We noted heart rate variation during the brief active transition of each trial. During R1-C2, this variation was significantly negative (Figure 4) because of the well-documented rapid restoration of vagal control generated by the rapid ending of intense exercise, which has been shown to be increased in athletes [31], [32], [33]. During the C1-R2 trial, however, the variation was not statistically significant. We thus assumed that the normally rapid decrease in heart rate generated by the termination of exercise was compensated by an increase in heart rate induced by the postural change-activated baroreceptor reflex [11], [12]. This would explain the absence of a significant fall in heart rate during the C1-R2 transition. Thus, in accordance with a previous study [9], we hypothesize that if this baroreceptor activation truly occurred during the active transition, it would initiate the inhibition of GH secretion.

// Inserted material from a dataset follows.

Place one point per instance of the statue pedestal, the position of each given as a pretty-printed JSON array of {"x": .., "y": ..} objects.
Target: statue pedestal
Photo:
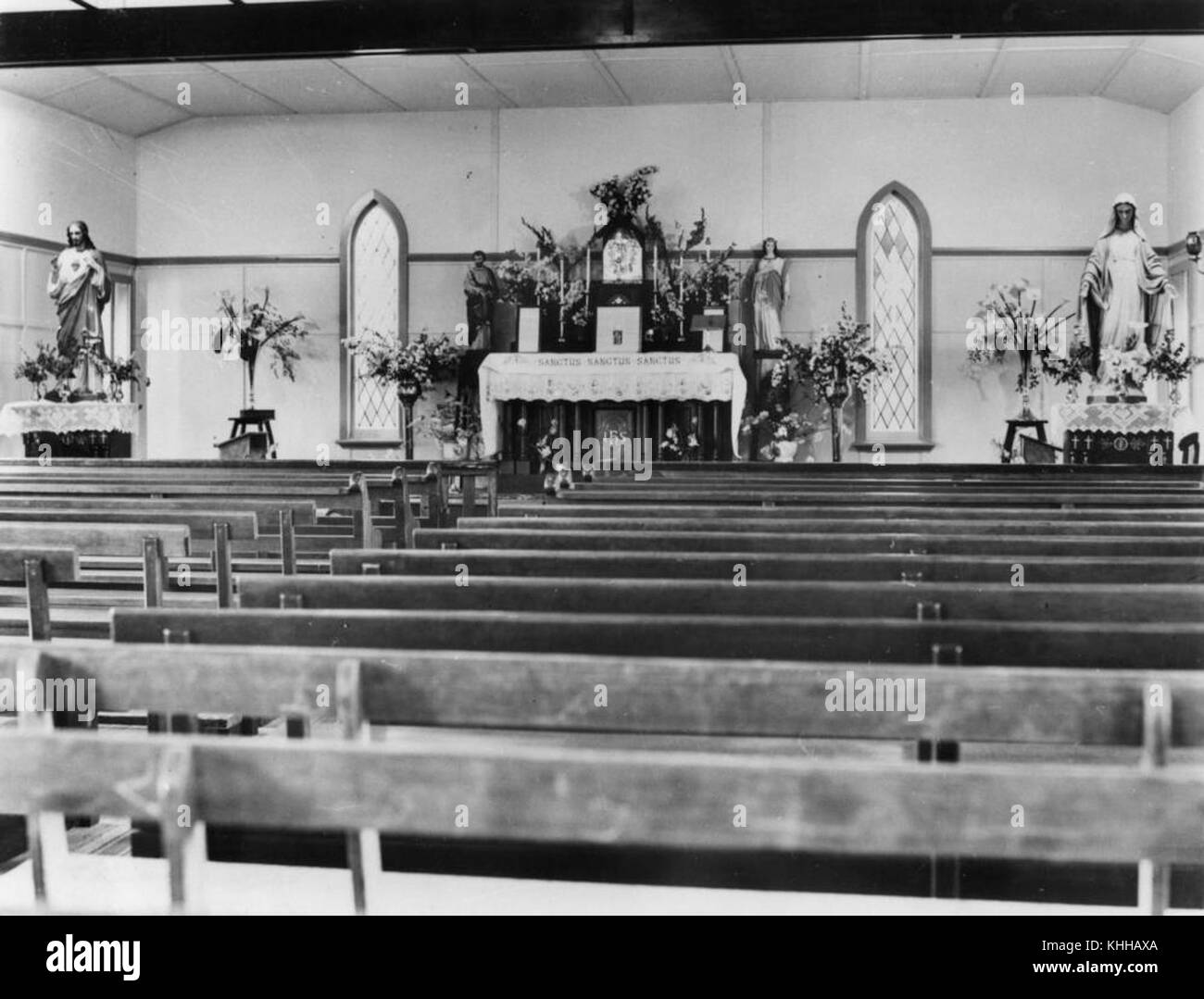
[{"x": 1118, "y": 433}]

Because the active transition was very short (only 1 min 30 s), the inhibitory effect initiated during this short period may have led to the reduced GH increase observed in R2.

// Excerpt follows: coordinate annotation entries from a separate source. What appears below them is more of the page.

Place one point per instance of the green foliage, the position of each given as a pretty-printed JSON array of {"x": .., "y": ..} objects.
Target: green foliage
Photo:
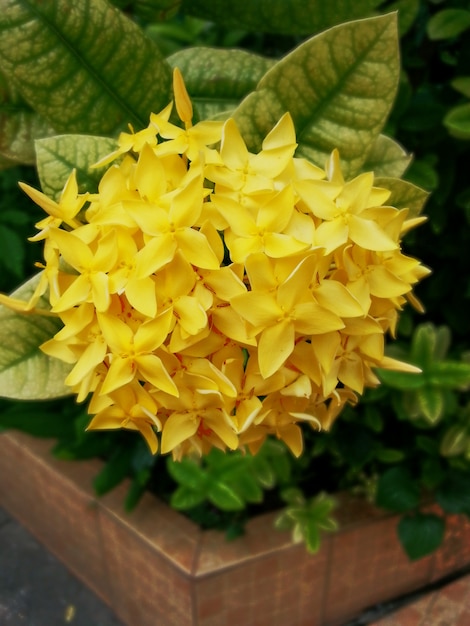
[
  {"x": 77, "y": 74},
  {"x": 217, "y": 79},
  {"x": 397, "y": 491},
  {"x": 315, "y": 81},
  {"x": 428, "y": 395},
  {"x": 421, "y": 534},
  {"x": 86, "y": 68},
  {"x": 25, "y": 371},
  {"x": 228, "y": 481},
  {"x": 307, "y": 518},
  {"x": 277, "y": 16},
  {"x": 57, "y": 156}
]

From a methodological point of view, it should be noted that we took only one blood sample at the end of segment 1, which we then considered as the reference time for both the end of segment 1 and just before the beginning of segment 2. Similarly, we did not measure water loss after each segment, but only at the end of a complete trial. We did this because the active transition period was very brief–only 1 min 30 s–and we wanted to ensure minimal disturbance of the trial.

Conclusions

This study showed that the lower GH variation in R2 of a C1-R2 trial performed at the same relative intensity and for the same duration contributed to the plasma volume expansion by reducing sweating, suggested role of GH in the sweat process.

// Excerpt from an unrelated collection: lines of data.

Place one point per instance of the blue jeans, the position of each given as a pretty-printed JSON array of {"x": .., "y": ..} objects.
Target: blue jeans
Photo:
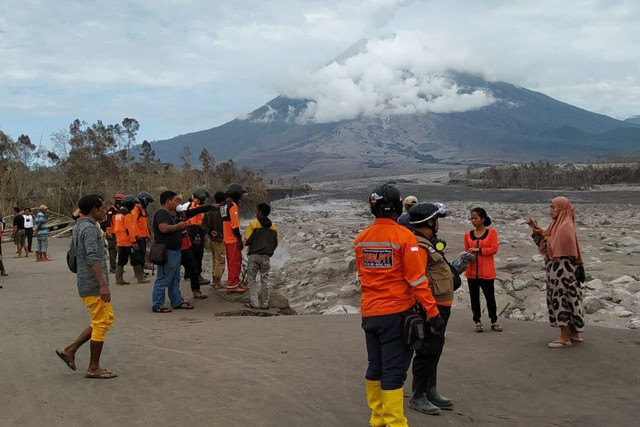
[
  {"x": 168, "y": 277},
  {"x": 388, "y": 358}
]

Furthermore, we hypothesize that this lower GH variation was induced by a baroreceptor reflex [9], activated by the specific postural change from cycling to running during the brief active transition. This phenomenon observed during R2 needs to be considered beyond the transition phase. While triathletes would be more dehydrated in C2 vs R2, we recommend to pay particular attention to their hydration status during multi cycle-run and run-cycle training sessions as well as during competitions, in drinking systematically during R1 which could limit a potential dehydration during C2. However, this does not exclude the interest and the importance to hydrate during C1, which is more confortable than during running, and gives the opportunity to freely hydrate.